Microsoft released a paper at the end of last month titled "GAIA: ZERO-SHOT TALKING AVATAR GENERATION," which presents Microsoft's lip-sync video generation technology. The paper is available here: https://arxiv.org/abs/2311.15230.
The Demo and Code website is currently inaccessible, but you can view some examples.
How it works
The working principle of GAIA is illustrated in the following figure:
GAIA consists of a VAE (Variational Autoencoder) and a diffusion model. The VAE is used to encode each video frame into a disentangled representation (i.e., motion and appearance representation) and reconstruct the original frame from this disentangled representation.
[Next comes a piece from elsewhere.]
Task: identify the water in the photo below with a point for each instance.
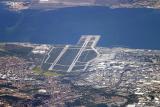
(133, 28)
Then, the diffusion model is optimized to generate motion sequences conditioned on random frames from the audio sequence and video clip. During inference, the diffusion model takes the input audio sequence and reference portrait image as conditions, generating a motion sequence that is then decoded into a video using the VAE decoder.
Effect demonstration
GAIA performs a qualitative comparison with state-of-the-art audio-based methods. The results show that GAIA achieves higher levels in terms of naturalness, lip-sync quality, visual quality, and motion diversity. In contrast, other baseline methods often overly rely on the reference image, making them prone to generating slight movements (for example, when the eyes in the reference image are closed, most baseline methods produce closed-eye results) or inaccurate lip-syncs.
Comparison with other technologies
Below is a comparison of GAIA with other technologies:
Naturalness: GAIA outperforms others, producing more natural videos. Lip-sync quality: GAIA surpasses other technologies, achieving better alignment between lip movement and speech. Visual quality: GAIA offers higher visual quality with clearer details. Motion diversity: GAIA excels in motion diversity, creating more vivid and dynamic videos.